TREVA: The correct answer is whatever works best for your story. If it’s meant to fit together closely, it should be a 60-90k story. But not being able to be interwoven sounds like an argument for a three shortish story arrangement. Here are the cons on that -- The hard part of writing three shorter novels is trusting your readers will stick with you if, for example, they don’t like something in Book 1 that will be explained in Book 3. In addition, if a book is too short to sufficiently develop the character and plot, readers can feel cheated. And, if they’re meant to be read together, you best have all three stories written quickly. There’s nothing worse than leaving a reader wondering “what next?” for a year or two. In fact, each story should be self-contained, not with a cliffhanger ending. Finally, if you’re a new author and a publisher doesn’t know if you’ll finish the series, the publisher will be wary about accepting the first story. It would be best if all three stories are done or close to done before you submit.

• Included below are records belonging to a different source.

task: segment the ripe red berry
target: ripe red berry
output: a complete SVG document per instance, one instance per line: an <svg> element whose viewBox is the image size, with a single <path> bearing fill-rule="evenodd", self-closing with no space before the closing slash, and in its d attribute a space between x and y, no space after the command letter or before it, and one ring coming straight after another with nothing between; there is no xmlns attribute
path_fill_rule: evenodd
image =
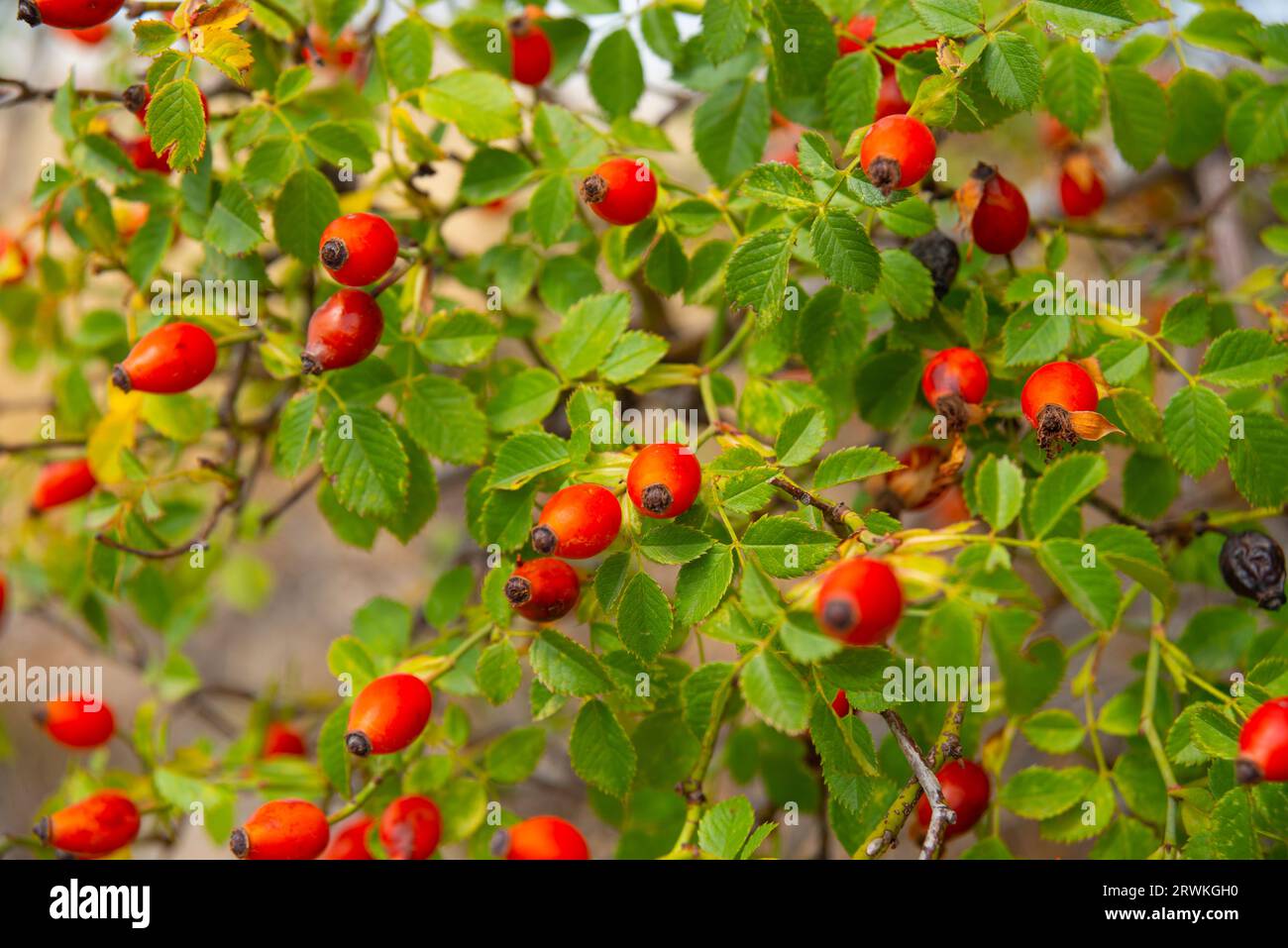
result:
<svg viewBox="0 0 1288 948"><path fill-rule="evenodd" d="M967 404L979 404L988 393L988 367L970 349L943 349L926 363L921 374L921 392L936 411L940 401L951 395Z"/></svg>
<svg viewBox="0 0 1288 948"><path fill-rule="evenodd" d="M1060 171L1060 206L1070 218L1087 218L1105 204L1105 183L1086 155L1074 155Z"/></svg>
<svg viewBox="0 0 1288 948"><path fill-rule="evenodd" d="M1267 701L1239 732L1239 783L1288 781L1288 697Z"/></svg>
<svg viewBox="0 0 1288 948"><path fill-rule="evenodd" d="M1034 428L1038 415L1050 404L1068 412L1095 411L1100 402L1096 383L1077 362L1048 362L1036 370L1020 392L1020 408Z"/></svg>
<svg viewBox="0 0 1288 948"><path fill-rule="evenodd" d="M657 204L657 178L644 160L608 158L582 179L581 197L609 224L638 224Z"/></svg>
<svg viewBox="0 0 1288 948"><path fill-rule="evenodd" d="M308 344L300 354L305 375L348 368L362 362L385 331L385 314L371 294L340 290L309 319Z"/></svg>
<svg viewBox="0 0 1288 948"><path fill-rule="evenodd" d="M895 79L894 71L891 70L885 76L881 77L881 89L877 93L877 120L885 118L887 115L905 115L908 111L908 100L903 98L903 90L899 89L899 80Z"/></svg>
<svg viewBox="0 0 1288 948"><path fill-rule="evenodd" d="M335 831L318 859L375 859L367 849L367 831L375 822L366 814L355 817L343 830Z"/></svg>
<svg viewBox="0 0 1288 948"><path fill-rule="evenodd" d="M858 53L863 49L868 40L872 39L872 33L876 32L877 18L857 15L845 24L845 31L836 37L836 53L837 55L849 55L850 53Z"/></svg>
<svg viewBox="0 0 1288 948"><path fill-rule="evenodd" d="M680 444L648 444L635 455L626 473L626 493L645 517L679 517L698 498L702 465Z"/></svg>
<svg viewBox="0 0 1288 948"><path fill-rule="evenodd" d="M833 567L818 590L814 617L848 645L885 641L903 613L903 590L880 559L855 556Z"/></svg>
<svg viewBox="0 0 1288 948"><path fill-rule="evenodd" d="M112 370L112 384L122 392L173 395L204 383L215 371L219 350L201 326L170 322L148 332Z"/></svg>
<svg viewBox="0 0 1288 948"><path fill-rule="evenodd" d="M622 505L599 484L572 484L541 509L532 549L565 559L586 559L608 549L622 528Z"/></svg>
<svg viewBox="0 0 1288 948"><path fill-rule="evenodd" d="M510 64L515 82L541 85L550 75L554 50L545 30L533 21L541 14L541 8L528 6L524 15L510 21Z"/></svg>
<svg viewBox="0 0 1288 948"><path fill-rule="evenodd" d="M349 710L344 746L350 754L397 754L429 723L434 696L415 675L395 672L368 684Z"/></svg>
<svg viewBox="0 0 1288 948"><path fill-rule="evenodd" d="M318 256L335 282L366 286L394 265L398 234L376 214L345 214L322 231Z"/></svg>
<svg viewBox="0 0 1288 948"><path fill-rule="evenodd" d="M443 818L434 801L401 796L380 817L380 842L390 859L429 859L443 835Z"/></svg>
<svg viewBox="0 0 1288 948"><path fill-rule="evenodd" d="M836 697L832 698L832 710L837 717L845 717L850 714L850 699L845 697L845 689L836 689Z"/></svg>
<svg viewBox="0 0 1288 948"><path fill-rule="evenodd" d="M510 605L532 622L554 622L577 605L581 581L562 559L547 556L519 565L505 583Z"/></svg>
<svg viewBox="0 0 1288 948"><path fill-rule="evenodd" d="M269 757L303 757L304 738L289 724L273 721L264 730L264 750L260 756Z"/></svg>
<svg viewBox="0 0 1288 948"><path fill-rule="evenodd" d="M886 194L912 187L935 162L935 137L916 118L889 115L868 129L859 162L868 180Z"/></svg>
<svg viewBox="0 0 1288 948"><path fill-rule="evenodd" d="M45 733L66 747L102 747L112 739L116 720L112 708L99 699L75 694L62 701L45 702L41 725Z"/></svg>
<svg viewBox="0 0 1288 948"><path fill-rule="evenodd" d="M36 489L31 493L32 510L49 510L80 500L98 486L89 469L89 461L79 457L75 461L55 461L46 464L36 479Z"/></svg>
<svg viewBox="0 0 1288 948"><path fill-rule="evenodd" d="M27 259L22 242L0 231L0 286L22 281L30 265L31 260Z"/></svg>
<svg viewBox="0 0 1288 948"><path fill-rule="evenodd" d="M1029 234L1029 205L1018 187L989 165L976 165L963 187L970 232L980 250L1010 254ZM961 193L961 192L958 192Z"/></svg>
<svg viewBox="0 0 1288 948"><path fill-rule="evenodd" d="M125 0L18 0L18 19L31 26L85 30L106 23Z"/></svg>
<svg viewBox="0 0 1288 948"><path fill-rule="evenodd" d="M106 855L139 833L139 810L125 793L100 790L52 813L33 831L46 846L75 855Z"/></svg>
<svg viewBox="0 0 1288 948"><path fill-rule="evenodd" d="M590 859L590 849L577 827L559 817L533 817L501 830L493 853L506 859Z"/></svg>
<svg viewBox="0 0 1288 948"><path fill-rule="evenodd" d="M233 830L238 859L317 859L331 839L326 814L308 800L270 800Z"/></svg>
<svg viewBox="0 0 1288 948"><path fill-rule="evenodd" d="M988 774L972 760L951 760L935 774L944 790L944 802L957 814L957 822L944 828L944 839L961 836L979 822L988 809ZM917 804L917 822L930 828L930 800Z"/></svg>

QUESTION: Is there a deal in the works to unite Loose-Id with a major print publisher like Samhain and Elloras Cave have already done? What percentage of sales is derived from sales outside of the U.S. as opposed to domestic sales? Are people in Europe and Asia purchasing from Loose-Id? What is in the future of Loose-Id, conventions, promotions, anthologies, deals with amazon and kindle etc? What is the most successful title or series that Loose-Id has ever published?
TREVA: At the present time, we see no advantages to farming our authors' intellectual capital out to another company. We're doing well with our own paper publishing program.
Loose Id doesn’t share competitive sales data with the general public as it would violate the confidentiality of our contract with the author. However, we many of our customers are from non-U.S. countries. You can also probably get some idea of our best sellers from reader buzz.
As for the future, we have exciting plans to continue our expansion into virtual reality worlds like Second Life, where we've maintained a virtual kiosk since 2006. In general, we solicit authors for selected anthologies that tie into specific promotions based on larger marketing efforts. We attend many conventions, primarily the national RWA conference, Romantic Times, EPICon, and smaller regional conferences.
Treva Harte: Editor Bio
Treva Harte became co-owner and Editor-in-Chief of Loose Id in 2004. She holds a B.A..in English Literature from University of Arizona (high honors), a M.A. in English Literature from University of Virginia and a J.D. from University of Virginia. She is a member of the Virginia and D.C. bars. From 1988 until 2008 she specialized in intellectual property law as a Trademark Examining Attorney for the U.S. Patent and Trademark Office
Treva is multi-published with several e-publishers in print and e-book format, a member of RWA and PAN, and winner of the CAPA 2003 award in the "Erotic Fantasy Romance" category.